10 Ağustos 2013 Cumartesi

TASARRUFUN İPTALİ DAVALARINDA TAŞINMAZIN KAYDI DÜZELTİLMEZ.

HGK. 

27.09.2010 T. 

E:2010/6377, K:2010/7378 

Taraflar arasındaki tasarrufun iptali davasının yapılan yargılaması sonunda; kararda yazılı nedenlerden dolayı davanın kabulüne dair verilen hükmün süresi içinde davalı Ekrem ve Mahmut vekili tarafından temyiz edilmesi üzerine dosya incelendi, gereği düşünüldü:

Davacı vekili, davalı Ekrem aleyhine icra takibi yaptıklarını, borcu karşılayacak malı bulunmadığını ileri sürerek, borçlunun dava konusu ta­şınmazlarını davalı Yaşar'a, onun tarafından da diğer davalı Mahmut'a satışına ilişkin tasarrufun iptaline karar verilmesini talep ve dava etmiştir.

Davalı Ekrem vekili ve davalı Mahmut davanın reddini savunmuştur.

Davalı Yaşar mirasçılarından Neriman duruşmada murisi babası Yaşar'ın davalı Ekrem'e verdiği borcun ödenmemesi üzerine taşınmazların babasına devredildiğini, sonra hastalığı nedeniyle satıldığını belirtmiş, mirasçılardan Kadiriye ile Celal ise, murisleri Yaşar ve davalı Ekrem arasında hiçbir şekilde alacak borç ilişkisi olmadığını, babalarının paraya ihtiyacı olmadığını belirten dilekçe sunmuşlardır.
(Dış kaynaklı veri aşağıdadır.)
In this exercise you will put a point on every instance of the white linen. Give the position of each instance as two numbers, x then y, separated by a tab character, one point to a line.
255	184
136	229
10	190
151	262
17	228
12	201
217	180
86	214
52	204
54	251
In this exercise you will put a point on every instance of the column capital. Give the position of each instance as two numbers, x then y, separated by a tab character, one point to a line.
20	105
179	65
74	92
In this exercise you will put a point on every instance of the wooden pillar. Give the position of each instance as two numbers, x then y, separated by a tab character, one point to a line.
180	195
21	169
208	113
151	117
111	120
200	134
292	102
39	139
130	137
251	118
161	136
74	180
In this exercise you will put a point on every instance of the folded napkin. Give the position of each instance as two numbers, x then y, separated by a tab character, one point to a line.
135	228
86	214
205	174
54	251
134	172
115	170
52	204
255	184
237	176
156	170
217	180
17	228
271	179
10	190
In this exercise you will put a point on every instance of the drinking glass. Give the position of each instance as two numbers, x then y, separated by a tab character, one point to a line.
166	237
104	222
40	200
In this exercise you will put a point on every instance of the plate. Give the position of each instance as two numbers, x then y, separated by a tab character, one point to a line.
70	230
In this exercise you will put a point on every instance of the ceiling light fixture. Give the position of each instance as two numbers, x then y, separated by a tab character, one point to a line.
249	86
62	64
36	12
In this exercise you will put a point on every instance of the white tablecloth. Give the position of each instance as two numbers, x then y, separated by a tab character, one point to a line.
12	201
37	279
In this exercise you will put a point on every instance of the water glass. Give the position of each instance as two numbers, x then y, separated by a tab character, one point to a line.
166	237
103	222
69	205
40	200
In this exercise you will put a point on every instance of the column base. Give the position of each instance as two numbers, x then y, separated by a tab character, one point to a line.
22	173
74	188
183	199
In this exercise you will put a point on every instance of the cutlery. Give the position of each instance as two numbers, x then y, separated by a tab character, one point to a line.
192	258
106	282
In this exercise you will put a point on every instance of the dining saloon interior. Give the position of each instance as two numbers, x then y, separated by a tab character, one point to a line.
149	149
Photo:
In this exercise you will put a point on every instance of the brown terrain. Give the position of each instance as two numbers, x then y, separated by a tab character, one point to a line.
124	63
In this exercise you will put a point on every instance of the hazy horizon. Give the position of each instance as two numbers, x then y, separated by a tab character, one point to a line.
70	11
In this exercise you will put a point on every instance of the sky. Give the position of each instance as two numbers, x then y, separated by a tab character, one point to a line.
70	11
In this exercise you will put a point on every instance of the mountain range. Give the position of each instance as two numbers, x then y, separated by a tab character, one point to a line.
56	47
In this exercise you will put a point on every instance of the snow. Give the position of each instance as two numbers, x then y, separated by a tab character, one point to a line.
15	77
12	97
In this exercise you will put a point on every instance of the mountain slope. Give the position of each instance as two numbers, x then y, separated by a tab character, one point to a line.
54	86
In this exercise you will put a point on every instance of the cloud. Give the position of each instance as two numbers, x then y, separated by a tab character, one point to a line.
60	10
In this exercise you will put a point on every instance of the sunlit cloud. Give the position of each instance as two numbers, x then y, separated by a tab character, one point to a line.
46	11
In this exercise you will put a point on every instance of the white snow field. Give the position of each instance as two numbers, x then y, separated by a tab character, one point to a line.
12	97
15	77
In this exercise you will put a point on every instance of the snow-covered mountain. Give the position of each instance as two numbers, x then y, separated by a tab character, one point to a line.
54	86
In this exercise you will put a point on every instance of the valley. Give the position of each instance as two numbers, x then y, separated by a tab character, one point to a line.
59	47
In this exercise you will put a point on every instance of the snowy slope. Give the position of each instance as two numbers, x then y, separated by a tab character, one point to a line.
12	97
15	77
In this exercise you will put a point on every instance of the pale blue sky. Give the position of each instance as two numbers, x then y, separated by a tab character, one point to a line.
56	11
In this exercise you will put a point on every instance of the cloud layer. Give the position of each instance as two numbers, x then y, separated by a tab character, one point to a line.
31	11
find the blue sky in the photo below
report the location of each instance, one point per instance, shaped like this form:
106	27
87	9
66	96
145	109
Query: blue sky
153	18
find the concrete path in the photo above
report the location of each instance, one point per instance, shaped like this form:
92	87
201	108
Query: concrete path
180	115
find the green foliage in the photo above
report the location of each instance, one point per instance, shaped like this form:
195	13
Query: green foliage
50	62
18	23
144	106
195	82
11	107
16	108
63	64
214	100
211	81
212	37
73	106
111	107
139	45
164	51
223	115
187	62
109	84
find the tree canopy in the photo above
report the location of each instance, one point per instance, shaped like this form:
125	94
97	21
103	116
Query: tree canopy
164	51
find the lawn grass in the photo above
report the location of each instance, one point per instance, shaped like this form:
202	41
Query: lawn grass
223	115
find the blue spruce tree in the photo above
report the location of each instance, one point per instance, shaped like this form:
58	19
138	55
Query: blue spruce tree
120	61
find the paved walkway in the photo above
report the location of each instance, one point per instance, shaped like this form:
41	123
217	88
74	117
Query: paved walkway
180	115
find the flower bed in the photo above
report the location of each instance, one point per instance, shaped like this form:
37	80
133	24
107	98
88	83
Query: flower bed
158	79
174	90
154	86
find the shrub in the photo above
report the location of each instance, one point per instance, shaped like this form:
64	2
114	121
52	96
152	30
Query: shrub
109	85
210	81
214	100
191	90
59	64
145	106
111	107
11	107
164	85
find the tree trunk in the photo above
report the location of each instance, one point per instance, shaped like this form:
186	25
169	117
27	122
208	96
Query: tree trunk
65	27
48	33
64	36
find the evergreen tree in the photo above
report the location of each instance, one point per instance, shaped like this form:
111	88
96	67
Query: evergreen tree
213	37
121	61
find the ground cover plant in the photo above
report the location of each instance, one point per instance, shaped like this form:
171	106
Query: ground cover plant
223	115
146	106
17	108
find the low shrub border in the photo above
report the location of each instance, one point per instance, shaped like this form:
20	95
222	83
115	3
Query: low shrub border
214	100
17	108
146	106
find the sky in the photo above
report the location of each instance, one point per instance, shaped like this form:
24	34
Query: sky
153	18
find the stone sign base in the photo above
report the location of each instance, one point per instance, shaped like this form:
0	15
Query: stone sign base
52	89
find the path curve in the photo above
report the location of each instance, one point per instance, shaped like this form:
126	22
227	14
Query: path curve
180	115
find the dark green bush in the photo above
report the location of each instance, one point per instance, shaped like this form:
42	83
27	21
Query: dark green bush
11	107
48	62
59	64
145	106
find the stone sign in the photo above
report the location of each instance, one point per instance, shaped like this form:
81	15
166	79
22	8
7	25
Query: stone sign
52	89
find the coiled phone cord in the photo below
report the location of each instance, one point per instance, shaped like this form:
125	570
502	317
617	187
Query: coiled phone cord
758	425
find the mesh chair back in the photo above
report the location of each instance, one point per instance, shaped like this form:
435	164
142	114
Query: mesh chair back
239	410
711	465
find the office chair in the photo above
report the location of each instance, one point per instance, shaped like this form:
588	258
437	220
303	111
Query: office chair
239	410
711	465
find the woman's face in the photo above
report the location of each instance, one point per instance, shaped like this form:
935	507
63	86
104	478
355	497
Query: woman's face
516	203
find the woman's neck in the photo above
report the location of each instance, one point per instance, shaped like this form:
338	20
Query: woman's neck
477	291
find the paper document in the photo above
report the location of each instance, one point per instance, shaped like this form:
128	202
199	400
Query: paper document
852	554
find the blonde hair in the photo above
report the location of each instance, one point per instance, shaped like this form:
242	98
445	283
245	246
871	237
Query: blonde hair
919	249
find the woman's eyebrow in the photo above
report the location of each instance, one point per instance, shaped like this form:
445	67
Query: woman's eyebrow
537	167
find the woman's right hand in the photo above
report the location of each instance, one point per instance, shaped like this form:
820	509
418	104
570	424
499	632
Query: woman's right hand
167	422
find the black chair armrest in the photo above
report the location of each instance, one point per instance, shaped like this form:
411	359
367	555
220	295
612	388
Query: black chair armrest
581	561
Mahkemece, davalı Ekrem ile davalı Yaşar'ın damat-kayınpeder ol­dukları, davalı Mahmut'un satın aldığı taşınmazları ve satın alma bedellerini bilmediği, bilmediği yerleri kiraya vermesinin de çelişkili olduğu, ilçenin küçük bir yer ve bahçecilikle uğraşanların da birbirlerini genelde tanıdıkları, ayrıca taşınmazların davalı Mahmut tarafından satın alınırken de tapuda çok düşük bedeller gösterildiği gerekçesiyle davanın kabulüne karar verilmiş, hüküm davalı Ekrem vekili ile davalı Mahmut tarafından temyiz edilmiştir.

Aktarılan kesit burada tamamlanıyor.